Reason Python doesn’t do that is a mix of lack of engineering resources, desire to keep the implementation fairly simple, and the requirement of backwards compatibility of C code calling into Python to manipulate Python objects.

jerf · 2025-04-28T13:20:20 1745846420

If you define "compiling Python" as basically "taking what the interpreter would do but hard-coding the resulting CPU instructions executed instead of interpreting them", the answer is, you don't get very much performance improvement. Python's slowness is not in the interpreter loop. It's in all the things it is doing per Python opcode, most of which are already compiled C code.

If you define it as trying to compile Python in such a way that you would get the ability to do optimizations and get performance boosts and such, you end up at PyPy. However that comes with its own set of tradeoffs to get that performance. It can be a good set of tradeoffs for a lot of projects but it isn't "free" speedup.

jonathaneunice · 2025-04-28T14:28:45 1745850525

A giant part of the cost of dynamic languages is memory access. It's not possible, in general, to know the type, size, layout, and semantics of values ahead of time. You also can't put "Python objects" or their components in registers like you can with C, C++, Rust, or Julia "objects." Gradual typing helps, and systems like Cython, RPython, PyPy etc. are able to narrow down and specialize segments of code for low-level optimization. But the highly flexible and dynamic nature of Python means that a lot of the work has to be done at runtime, reading from `dict` and similar dynamic in-memory structures. So you have large segments of code that are accessing RAM (often not even from caches, but genuine main memory, and often many times per operation). The associated IO-to-memory delays are HUGE compared to register access and computation more common to lower-level languages. That's irreducible if you want Python semantics (i.e. its flexibility and generality).

Optimized libraries (e.g. numpy, Pandas, Polars, lxml, ...) are the idiomatic way to speed up "the parts that don't need to be in pure Python." Python subsets and specializations (e.g. PyPy, Cython, Numba) fill in some more gaps. They often use much tighter, stricter memory packing to get their speedups.

For the most part, with the help of those lower-level accelerations, Python's fast enough. Those who don't find those optimizations enough tend to migrate to other languages/abstractions like Rust and Julia because you can't do full Python without the (high and constant) cost of memory access.

ModernMech · 2025-04-28T13:31:14 1745847074

Part of the issue is the number of instructions Python has to go through to do useful work. Most of that is unwrapping values and making sure they're the right type to do the thing you want.

For example if you compile x + y in C, you'll get a few clean instructions that add the data types of x and y. But if you compile this thing in some sort of Python compiler it would essentially have to include the entire Python interpreter; because it can't know what x and y are at compile time, there necessarily has to be some runtime logic that is executed to unwrap values, determine which "add" to call, and so forth.

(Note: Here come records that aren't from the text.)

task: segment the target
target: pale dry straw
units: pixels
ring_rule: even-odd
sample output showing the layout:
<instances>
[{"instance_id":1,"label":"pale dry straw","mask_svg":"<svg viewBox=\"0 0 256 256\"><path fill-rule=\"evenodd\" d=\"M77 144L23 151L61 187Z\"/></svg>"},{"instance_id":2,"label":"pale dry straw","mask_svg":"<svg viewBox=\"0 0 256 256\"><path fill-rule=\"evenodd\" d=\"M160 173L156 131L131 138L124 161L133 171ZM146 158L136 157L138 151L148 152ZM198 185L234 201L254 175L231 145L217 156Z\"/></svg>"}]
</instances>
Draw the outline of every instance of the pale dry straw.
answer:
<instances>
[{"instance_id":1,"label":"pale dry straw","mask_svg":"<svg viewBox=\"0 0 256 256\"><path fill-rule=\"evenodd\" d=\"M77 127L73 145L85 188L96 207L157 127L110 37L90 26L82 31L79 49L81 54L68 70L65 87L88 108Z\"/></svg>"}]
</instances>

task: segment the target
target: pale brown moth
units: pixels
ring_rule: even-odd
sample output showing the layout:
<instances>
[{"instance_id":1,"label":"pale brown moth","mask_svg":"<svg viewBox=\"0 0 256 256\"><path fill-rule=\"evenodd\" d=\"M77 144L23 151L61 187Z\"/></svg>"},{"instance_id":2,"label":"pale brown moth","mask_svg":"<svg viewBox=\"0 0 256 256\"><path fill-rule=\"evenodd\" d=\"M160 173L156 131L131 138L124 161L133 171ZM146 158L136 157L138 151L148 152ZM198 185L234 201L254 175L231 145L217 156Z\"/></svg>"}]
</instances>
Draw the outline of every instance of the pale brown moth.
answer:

If you don't want to include the interpreter, then you'll have to add some sort of static type checker to Python, which is going to reduce the utility of the language and essentially bifurcate it into annotated code you can compile, and unannotated code that must remain interpreted at runtime that'll kill your overall performance anyway.

That's why projects like Mojo exist and go in a completely different direction. They are saying "we aren't going to even try to compile Python. Instead we will look like Python, and try to be compatible, but really we can't solve these ecosystem issues so we will create our own fast language that is completely different yet familiar enough to try to attract Python devs."

kragen · 2025-04-28T20:25:59 1745871959

You don't need the whole Python interpreter to fall back to dynamic method dispatch for overloaded operators. CPython itself implements them with per-interface vtables for C extensions, very similar to Golang but laboriously constructed by hand.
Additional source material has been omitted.